La sentenza della Cassazione n. 18853 del 15 settembre 2011, introduce un’importante novità riguardante il risarcimento del danno non patrimoniale, ai sensi dell’art. 2059 c.c., in relazione alla violazione dei doveri coniugali, poiché, tale violazione non trova sanzione solo nelle misure tipiche previste dal diritto di famiglia, quale l’addebito della separazione, ma può integrare gli estremi di un illecito civile.

Nel caso di specie il marito aveva consumato la relazione extraconiugale pubblicamente, quasi ostentandola, senza preoccuparsi della dignità, del decoro, della riservatezza e della salute della moglie, comportandole un’umiliazione che l’aveva spinta a chiedere il risarcimento per le sofferenze provocatole. La Suprema Corte ha accolto tale richiesta di risarcimento dei danni, fisici e morali, non ritenendo rilevante la rinuncia alla pronuncia di addebito da parte del coniuge tradito; si deve da subito premettere che dopo questa sentenza tale risarcimento non sarà automatico per ogni tipo di tradimento ma solo quando entreranno in gioco diritti fondamentali ed inviolabili.

Il dovere di fedeltà, difatti, non è un diritto costituzionalmente garantito ma dalla sua violazione potrebbe discendere la lesione di un diritto tutelato dalla Carta Costituzionale, quale ad esempio il diritto alla salute e alla tutela della propria dignità.

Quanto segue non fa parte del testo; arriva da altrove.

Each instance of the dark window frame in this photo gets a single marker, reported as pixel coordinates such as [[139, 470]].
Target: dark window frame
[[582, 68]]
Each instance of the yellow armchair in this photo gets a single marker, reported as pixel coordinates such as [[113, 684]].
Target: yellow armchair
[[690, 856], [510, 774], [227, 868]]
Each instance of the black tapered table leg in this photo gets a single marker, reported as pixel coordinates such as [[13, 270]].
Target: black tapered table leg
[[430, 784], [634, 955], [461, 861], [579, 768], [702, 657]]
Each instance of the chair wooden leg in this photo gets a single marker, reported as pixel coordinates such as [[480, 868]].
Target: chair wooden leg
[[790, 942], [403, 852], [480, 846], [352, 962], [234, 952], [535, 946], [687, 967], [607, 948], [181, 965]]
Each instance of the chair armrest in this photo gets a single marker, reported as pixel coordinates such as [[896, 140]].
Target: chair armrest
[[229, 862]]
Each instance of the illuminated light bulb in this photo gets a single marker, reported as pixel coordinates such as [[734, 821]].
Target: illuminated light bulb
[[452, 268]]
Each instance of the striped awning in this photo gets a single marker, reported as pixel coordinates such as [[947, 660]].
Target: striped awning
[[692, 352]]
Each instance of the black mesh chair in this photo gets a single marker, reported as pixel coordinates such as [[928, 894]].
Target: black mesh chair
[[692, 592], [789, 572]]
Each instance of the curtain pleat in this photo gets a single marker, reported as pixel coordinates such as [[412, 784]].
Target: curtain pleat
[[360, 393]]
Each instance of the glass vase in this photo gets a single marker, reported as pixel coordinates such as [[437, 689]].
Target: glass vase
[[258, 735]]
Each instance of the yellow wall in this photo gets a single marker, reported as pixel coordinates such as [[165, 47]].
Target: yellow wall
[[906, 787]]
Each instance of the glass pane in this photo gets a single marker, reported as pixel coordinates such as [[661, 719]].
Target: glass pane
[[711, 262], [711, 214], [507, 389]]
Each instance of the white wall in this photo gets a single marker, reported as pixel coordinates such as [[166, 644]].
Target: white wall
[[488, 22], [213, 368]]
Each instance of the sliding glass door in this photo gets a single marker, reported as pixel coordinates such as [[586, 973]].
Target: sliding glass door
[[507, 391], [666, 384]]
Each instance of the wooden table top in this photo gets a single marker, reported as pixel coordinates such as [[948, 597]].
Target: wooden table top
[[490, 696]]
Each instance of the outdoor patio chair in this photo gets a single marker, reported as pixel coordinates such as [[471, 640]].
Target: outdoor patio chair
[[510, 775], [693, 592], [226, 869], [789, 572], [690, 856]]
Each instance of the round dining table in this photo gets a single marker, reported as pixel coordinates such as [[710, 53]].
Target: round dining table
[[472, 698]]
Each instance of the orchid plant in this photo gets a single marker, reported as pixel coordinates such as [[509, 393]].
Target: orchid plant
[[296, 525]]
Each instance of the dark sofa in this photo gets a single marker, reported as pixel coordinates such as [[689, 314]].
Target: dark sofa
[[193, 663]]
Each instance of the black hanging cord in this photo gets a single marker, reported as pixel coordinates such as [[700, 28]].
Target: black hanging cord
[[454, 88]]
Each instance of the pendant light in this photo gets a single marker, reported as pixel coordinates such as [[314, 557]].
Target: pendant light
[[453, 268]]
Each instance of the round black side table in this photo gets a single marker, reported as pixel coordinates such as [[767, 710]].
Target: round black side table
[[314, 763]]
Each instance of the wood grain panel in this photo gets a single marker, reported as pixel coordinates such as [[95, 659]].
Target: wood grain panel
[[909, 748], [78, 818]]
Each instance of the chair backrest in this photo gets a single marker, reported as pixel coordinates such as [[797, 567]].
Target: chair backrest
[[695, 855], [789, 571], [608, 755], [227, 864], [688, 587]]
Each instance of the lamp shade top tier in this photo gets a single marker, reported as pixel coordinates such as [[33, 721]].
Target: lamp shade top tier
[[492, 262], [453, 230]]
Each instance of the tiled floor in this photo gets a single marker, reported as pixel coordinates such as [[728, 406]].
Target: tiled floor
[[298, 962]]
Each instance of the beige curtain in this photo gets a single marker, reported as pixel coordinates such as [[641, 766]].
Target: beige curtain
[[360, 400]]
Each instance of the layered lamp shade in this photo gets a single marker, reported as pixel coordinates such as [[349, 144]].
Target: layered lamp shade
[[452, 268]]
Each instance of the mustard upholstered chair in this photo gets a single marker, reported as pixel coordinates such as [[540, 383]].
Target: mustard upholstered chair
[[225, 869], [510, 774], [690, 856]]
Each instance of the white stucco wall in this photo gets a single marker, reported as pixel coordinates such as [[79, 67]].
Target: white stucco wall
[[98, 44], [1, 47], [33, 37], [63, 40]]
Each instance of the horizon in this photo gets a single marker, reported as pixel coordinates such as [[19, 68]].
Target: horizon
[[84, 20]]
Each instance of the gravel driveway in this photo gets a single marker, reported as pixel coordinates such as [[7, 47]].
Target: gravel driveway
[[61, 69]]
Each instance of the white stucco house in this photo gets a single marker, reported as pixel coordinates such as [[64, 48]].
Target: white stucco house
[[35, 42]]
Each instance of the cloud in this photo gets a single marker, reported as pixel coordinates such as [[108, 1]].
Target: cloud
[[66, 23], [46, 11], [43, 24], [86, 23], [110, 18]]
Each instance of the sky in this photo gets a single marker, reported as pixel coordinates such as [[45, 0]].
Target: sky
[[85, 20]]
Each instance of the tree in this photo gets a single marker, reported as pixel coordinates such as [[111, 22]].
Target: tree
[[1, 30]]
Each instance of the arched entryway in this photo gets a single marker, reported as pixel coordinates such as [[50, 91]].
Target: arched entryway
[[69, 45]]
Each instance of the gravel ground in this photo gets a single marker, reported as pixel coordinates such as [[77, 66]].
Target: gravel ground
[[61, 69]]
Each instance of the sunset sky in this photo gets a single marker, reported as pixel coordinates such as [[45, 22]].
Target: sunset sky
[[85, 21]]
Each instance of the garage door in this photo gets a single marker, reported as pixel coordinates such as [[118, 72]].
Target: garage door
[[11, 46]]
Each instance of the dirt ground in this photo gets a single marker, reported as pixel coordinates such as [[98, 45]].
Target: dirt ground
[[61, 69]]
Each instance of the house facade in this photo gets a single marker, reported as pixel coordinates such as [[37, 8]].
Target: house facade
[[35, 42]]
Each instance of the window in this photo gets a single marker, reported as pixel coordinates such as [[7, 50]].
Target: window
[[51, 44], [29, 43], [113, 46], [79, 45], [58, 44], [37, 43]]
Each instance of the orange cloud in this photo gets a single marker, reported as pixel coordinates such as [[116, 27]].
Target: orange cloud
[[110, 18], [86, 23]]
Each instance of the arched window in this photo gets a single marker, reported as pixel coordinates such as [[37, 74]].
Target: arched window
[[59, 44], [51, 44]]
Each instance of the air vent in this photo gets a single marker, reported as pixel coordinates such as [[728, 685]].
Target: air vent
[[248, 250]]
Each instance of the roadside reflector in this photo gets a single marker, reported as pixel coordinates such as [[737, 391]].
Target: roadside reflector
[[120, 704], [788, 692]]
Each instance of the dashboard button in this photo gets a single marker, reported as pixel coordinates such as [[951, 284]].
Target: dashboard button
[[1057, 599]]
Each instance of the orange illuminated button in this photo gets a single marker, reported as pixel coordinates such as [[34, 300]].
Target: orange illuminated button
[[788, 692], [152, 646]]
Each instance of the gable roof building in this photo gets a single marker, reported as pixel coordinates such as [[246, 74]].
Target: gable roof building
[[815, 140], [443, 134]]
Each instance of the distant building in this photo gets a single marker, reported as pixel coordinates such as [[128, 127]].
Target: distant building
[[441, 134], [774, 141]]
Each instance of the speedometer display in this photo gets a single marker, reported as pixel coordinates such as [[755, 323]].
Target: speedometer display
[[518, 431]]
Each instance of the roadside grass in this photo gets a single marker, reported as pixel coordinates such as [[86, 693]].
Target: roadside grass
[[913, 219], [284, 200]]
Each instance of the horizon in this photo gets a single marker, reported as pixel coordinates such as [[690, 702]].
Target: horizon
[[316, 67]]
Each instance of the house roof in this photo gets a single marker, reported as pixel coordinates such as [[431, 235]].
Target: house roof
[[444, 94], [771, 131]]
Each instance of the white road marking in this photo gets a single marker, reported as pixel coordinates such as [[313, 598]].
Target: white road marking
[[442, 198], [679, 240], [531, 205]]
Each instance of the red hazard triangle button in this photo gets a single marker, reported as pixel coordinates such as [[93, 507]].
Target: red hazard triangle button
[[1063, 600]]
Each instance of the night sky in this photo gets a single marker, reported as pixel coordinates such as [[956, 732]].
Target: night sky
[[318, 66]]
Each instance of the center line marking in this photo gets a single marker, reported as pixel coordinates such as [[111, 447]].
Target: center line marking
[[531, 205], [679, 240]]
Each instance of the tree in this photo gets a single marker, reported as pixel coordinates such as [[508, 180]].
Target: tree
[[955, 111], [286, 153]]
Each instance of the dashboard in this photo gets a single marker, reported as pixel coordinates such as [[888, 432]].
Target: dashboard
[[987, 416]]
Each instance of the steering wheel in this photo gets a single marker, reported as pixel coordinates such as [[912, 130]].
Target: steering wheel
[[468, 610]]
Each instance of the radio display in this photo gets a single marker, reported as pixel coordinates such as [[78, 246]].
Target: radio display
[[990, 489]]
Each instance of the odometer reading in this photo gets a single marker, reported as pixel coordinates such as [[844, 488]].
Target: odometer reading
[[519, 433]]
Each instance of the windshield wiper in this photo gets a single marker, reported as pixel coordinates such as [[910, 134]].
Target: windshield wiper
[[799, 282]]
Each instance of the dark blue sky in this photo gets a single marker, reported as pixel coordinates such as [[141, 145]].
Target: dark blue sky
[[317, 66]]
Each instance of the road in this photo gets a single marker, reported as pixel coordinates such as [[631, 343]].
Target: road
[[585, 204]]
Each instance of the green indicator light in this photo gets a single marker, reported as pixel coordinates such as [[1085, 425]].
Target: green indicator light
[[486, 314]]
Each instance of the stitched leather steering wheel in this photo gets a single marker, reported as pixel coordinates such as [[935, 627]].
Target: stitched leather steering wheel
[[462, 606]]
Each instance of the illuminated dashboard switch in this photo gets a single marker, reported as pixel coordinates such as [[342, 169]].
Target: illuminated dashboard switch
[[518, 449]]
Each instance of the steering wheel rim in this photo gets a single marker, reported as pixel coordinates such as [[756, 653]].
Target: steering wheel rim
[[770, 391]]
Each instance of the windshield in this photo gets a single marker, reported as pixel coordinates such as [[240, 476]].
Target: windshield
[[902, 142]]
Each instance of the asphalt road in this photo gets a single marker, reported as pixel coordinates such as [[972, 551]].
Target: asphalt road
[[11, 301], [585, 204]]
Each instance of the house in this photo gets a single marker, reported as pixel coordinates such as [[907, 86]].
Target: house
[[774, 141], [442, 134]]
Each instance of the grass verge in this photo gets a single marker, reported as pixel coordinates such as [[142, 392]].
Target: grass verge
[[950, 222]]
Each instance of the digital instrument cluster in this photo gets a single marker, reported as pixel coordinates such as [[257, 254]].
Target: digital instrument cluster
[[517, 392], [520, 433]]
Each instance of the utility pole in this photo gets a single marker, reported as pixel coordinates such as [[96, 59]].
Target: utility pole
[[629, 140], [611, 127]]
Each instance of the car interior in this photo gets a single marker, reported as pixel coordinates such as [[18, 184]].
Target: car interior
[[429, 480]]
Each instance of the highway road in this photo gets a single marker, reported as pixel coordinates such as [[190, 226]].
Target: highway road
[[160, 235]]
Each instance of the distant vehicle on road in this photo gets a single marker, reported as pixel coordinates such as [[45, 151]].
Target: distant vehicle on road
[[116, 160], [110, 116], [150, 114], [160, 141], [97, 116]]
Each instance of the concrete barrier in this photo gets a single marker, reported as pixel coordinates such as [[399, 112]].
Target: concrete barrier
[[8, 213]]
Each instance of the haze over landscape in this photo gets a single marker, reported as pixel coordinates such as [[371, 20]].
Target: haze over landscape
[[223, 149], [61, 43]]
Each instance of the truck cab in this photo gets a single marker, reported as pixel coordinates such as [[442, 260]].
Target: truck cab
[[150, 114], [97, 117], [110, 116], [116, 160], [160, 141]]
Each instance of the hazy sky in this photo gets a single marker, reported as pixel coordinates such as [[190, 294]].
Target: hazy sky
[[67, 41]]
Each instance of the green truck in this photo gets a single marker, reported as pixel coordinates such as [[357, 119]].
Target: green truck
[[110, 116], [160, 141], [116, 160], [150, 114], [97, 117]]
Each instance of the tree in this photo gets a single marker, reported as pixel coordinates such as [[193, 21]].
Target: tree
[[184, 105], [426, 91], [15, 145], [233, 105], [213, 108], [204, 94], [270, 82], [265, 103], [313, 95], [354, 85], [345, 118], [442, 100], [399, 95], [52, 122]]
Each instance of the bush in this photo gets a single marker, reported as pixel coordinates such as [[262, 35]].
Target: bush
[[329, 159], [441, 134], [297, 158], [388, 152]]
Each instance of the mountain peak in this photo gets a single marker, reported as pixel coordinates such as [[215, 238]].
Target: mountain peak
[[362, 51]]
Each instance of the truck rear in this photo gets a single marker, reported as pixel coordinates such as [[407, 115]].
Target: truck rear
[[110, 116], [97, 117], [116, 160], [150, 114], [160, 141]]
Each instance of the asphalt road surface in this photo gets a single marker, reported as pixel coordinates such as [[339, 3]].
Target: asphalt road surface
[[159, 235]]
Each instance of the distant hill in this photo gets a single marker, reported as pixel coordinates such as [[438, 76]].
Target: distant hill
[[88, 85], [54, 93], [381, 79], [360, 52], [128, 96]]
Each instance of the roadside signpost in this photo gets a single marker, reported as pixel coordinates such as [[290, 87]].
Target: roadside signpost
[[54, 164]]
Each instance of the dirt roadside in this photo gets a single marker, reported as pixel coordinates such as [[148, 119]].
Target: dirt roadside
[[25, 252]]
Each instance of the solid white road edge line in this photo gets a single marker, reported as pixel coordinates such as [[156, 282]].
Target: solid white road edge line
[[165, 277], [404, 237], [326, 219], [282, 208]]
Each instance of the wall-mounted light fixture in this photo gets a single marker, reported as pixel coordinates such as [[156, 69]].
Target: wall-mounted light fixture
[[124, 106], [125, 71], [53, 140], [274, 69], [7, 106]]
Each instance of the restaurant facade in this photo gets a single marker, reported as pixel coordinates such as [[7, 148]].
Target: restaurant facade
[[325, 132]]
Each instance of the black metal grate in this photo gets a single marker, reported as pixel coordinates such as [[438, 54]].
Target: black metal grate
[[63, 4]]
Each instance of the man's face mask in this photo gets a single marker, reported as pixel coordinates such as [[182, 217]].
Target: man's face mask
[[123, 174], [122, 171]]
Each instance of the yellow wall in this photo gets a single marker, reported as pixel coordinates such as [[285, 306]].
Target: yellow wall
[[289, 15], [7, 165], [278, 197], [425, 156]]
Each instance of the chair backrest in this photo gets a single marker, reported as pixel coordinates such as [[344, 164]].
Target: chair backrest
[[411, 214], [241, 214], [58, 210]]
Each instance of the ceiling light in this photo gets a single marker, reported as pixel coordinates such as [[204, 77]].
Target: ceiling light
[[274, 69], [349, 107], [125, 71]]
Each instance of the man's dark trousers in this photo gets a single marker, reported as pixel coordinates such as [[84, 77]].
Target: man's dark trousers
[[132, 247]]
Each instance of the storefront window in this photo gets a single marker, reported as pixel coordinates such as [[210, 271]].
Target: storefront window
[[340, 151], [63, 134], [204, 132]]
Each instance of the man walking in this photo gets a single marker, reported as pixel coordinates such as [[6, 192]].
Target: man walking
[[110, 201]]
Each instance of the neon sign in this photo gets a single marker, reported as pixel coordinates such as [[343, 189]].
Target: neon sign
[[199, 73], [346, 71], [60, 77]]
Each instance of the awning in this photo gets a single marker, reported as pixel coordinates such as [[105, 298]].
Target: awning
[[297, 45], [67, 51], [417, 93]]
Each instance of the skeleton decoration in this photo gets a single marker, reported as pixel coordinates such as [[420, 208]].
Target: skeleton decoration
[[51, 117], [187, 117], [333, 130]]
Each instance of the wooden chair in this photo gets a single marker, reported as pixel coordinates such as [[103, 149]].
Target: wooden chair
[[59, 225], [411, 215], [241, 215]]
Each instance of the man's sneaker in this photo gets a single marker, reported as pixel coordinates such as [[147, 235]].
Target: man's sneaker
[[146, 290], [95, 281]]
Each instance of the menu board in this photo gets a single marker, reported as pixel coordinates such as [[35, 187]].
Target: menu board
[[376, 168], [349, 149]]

Inoltre la Corte afferma un principio nuovo, in base al quale, la suddetta azione di risarcimento è autonoma rispetto alla domanda di separazione e di addebito; il richiedente dovrà solo dimostrare, che quel comportamento illegittimo ha provocato la lesione di un diritto costituzionalmente protetto, per esempio il diritto alla salute, non risultando più necessario richiedere l’addebito della separazione prima di formulare la richiesta di risarcimento dei danni endofamiliari.